By all accounts her pregnancy was normal. I was closely monitored because of gestational diabetes, took medicine for it and watched my diet. The ultrasound tech often commented on how long her legs and arms were and that we surely had a ballerina or piano player on our hands. At about 3 months of age, we had family from out of town come and visit. It was then that they noticed that she didn't seem to be coming out of the newborn stage and she was really floppy.
I had been caught up in the hustle and bustle of caring for two kids, working and surviving on a newborn’s schedule and didn't pick up on it, until that day. Six months later we found ourselves at Seattle Children's hospital to begin the process of testing. My girl is completely dependent on me. I feed, change her diapers, dress, bathe, comb her hair, interpret her facial expressions, grins and cries. She is the light of our lives. Clinic after clinic appointment and really we don't know much more than we did at three months of age. She is now seven.

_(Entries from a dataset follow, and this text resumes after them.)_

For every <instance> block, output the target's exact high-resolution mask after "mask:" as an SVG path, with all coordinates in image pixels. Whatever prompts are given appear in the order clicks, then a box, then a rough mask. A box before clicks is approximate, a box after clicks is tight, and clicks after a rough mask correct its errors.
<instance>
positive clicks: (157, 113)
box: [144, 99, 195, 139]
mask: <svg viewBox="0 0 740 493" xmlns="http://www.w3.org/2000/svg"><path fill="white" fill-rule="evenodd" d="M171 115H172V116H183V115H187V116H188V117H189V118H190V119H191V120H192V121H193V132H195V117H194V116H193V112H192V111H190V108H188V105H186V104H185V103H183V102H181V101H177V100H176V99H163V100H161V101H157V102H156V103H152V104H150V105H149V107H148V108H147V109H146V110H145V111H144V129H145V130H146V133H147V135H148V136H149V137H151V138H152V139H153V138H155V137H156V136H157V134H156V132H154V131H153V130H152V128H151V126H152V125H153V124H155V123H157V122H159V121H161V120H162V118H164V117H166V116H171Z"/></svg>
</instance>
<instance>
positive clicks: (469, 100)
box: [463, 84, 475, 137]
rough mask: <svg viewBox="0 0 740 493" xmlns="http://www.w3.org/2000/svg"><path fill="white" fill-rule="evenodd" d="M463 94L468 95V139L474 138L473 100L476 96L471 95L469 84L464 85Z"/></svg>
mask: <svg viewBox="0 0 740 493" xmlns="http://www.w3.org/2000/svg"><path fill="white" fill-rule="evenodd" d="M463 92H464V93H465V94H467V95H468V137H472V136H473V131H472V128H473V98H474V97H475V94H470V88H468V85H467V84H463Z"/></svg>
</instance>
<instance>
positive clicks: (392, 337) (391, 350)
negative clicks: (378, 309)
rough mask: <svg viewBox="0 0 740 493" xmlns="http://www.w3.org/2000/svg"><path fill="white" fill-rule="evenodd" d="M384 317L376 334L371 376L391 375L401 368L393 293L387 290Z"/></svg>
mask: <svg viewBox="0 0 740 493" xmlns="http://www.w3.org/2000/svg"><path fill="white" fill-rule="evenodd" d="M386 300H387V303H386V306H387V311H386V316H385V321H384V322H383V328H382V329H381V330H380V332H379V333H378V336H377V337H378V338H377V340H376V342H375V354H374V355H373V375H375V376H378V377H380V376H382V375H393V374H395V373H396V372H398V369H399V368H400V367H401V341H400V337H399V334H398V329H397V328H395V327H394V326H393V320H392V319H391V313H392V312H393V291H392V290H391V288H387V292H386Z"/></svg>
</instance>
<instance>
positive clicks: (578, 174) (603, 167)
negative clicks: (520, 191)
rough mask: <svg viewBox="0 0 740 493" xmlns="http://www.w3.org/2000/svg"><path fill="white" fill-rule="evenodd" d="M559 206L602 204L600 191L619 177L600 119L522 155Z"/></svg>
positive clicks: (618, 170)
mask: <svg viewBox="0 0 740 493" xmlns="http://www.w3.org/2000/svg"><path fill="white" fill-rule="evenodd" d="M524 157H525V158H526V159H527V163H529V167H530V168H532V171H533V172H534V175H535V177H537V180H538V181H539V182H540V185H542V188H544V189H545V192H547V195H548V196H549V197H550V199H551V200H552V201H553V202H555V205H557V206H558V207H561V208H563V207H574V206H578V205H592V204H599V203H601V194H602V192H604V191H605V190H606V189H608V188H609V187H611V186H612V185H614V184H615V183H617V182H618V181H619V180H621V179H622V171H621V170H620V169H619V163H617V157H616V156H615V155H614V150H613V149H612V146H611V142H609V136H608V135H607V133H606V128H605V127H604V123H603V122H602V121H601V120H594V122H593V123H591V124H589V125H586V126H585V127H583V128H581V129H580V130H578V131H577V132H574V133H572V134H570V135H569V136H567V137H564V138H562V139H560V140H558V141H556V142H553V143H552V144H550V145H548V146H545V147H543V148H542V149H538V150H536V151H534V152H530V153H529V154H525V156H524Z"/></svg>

I thank God that all along this journey we have had love, prayers, support, laughter and yes, tears to sustain us from our friends and family. It became necessary that I quit working outside the home as her health became unstable. I also became a single parent with no co-parent to help. I would not change one moment of the past seven years. My girl has taught me about what is really important in life. Even when she is in pain, even when she is frustrated that mom can't figure out what she needs; she will reach out and brush her hand along my hip, my arm, my face whichever is closest to her. This touch lets me know she is in there and knows what is going on. She is reassuring me that it’s going to be ok and we are a team. She is non-verbal but her facial expressions, smiles and grunts know a thousand languages.
I began exercising a few years ago and whenever possible I take her with me on my daily walks; one day it hit me. All of this is for her!
I take care of my body so that I am healthy enough to take care of hers. I walk for us, talk for us, and advocate for us. It is a privilege to do all that I do for her. She is an absolute angel and has so much love to give. Even when the daily demands are high (and they always are), I smile and snuggle my girl in for some kisses and tickles. Pure joy: that is what caregiving has taught me, pure joy.